How to Use Ping, Traceroute, and Packet Loss Tests to Diagnose Slow Internet Connections

Slow internet can feel like a mystery: one minute your video call is crisp, the next it freezes into a pixelated slideshow. Your first instinct may be to blame your internet provider, your router, or the website you are trying to reach. But before you restart everything for the tenth time, there are three simple diagnostic tools that can reveal what is actually happening: ping, traceroute, and packet loss tests.

TLDR: Use ping to check whether a destination responds quickly and consistently. Use traceroute to see the path your traffic takes across the internet and identify where delays begin. Use packet loss tests to find out whether data is disappearing in transit, which often causes lag, buffering, and dropped calls. Together, these tools help you determine whether the problem is inside your home network, with your internet provider, or farther out on the internet.

Why Slow Internet Is Not Always About Speed

When people say their internet is “slow,” they often mean one of several different things. A file may download slowly, a game may lag, a website may take forever to load, or a video call may keep stuttering. These issues can have different causes, and a speed test alone does not always tell the whole story.
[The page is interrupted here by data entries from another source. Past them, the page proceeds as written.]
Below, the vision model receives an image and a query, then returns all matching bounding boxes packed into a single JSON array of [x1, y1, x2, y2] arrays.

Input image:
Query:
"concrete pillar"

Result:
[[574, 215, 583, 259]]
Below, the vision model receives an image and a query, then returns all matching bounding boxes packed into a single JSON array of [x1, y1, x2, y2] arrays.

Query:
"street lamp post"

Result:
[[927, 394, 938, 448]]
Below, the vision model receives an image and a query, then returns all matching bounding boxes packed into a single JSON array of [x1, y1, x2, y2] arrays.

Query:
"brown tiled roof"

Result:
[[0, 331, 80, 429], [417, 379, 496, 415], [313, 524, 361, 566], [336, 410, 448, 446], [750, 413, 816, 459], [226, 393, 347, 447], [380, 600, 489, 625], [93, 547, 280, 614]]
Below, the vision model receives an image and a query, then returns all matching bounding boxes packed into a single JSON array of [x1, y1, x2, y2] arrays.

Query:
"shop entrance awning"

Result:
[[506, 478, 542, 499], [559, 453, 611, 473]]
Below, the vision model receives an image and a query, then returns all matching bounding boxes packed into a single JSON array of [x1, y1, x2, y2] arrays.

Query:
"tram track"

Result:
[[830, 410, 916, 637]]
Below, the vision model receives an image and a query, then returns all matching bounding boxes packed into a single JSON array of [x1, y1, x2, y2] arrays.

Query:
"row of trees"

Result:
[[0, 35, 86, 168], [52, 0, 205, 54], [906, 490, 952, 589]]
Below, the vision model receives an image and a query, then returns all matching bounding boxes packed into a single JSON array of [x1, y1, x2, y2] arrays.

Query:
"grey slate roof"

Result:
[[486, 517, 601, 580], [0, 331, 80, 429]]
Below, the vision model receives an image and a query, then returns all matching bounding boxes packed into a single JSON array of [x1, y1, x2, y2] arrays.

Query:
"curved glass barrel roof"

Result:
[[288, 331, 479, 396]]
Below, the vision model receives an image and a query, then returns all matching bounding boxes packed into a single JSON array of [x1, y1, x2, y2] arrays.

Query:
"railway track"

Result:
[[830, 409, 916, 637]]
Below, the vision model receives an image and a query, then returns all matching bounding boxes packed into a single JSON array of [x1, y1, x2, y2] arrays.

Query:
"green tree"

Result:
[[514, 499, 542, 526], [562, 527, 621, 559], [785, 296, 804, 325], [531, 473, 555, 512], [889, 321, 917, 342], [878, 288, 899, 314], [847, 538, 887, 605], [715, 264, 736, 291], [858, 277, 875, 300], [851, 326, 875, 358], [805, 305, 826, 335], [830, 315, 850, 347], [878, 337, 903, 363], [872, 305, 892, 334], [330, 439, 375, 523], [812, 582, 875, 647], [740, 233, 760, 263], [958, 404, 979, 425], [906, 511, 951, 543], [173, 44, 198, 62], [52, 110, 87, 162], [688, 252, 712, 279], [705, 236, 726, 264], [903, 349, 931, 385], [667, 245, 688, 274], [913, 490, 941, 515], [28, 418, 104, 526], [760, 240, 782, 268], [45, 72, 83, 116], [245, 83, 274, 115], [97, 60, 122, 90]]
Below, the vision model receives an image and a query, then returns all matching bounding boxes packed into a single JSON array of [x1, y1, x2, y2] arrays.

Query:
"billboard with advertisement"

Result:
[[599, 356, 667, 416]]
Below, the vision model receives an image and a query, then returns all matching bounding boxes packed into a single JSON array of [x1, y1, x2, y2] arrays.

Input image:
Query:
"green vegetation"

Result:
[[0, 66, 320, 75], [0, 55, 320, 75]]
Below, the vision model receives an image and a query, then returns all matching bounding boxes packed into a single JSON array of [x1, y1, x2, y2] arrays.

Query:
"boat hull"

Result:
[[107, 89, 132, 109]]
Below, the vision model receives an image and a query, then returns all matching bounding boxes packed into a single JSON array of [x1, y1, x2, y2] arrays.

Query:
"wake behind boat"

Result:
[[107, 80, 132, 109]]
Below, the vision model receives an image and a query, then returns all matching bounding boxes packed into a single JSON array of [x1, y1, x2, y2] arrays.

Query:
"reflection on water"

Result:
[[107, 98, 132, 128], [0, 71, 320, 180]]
Your connection might have plenty of bandwidth but still feel terrible because of high latency, jitter, or packet loss. Bandwidth is like the width of a highway, while latency is how long it takes a car to make the trip. Packet loss is like some of those cars vanishing before they reach the destination. A connection can be “fast” on paper and still perform badly if the trip is unreliable.

That is where basic network tests become useful. They do not require advanced equipment, and they are built into most operating systems. With a few commands, you can gather evidence instead of guessing.

Understanding Ping: The Internet’s Echo Test

Ping is one of the simplest and most useful network tools. It sends a small packet of data to a destination and waits for a reply. The result tells you whether the destination is reachable and how long the round trip took.

Think of ping as shouting into a canyon and listening for the echo. If the echo comes back quickly, the path is clear. If it takes a long time, the route is delayed. If no echo returns, something may be blocking or dropping the traffic.

How to Run a Ping Test

On Windows, open Command Prompt and type:

ping google.com

On macOS or Linux, open Terminal and type:

ping google.com

On macOS and Linux, ping may continue running until you stop it. Press Ctrl + C to end the test.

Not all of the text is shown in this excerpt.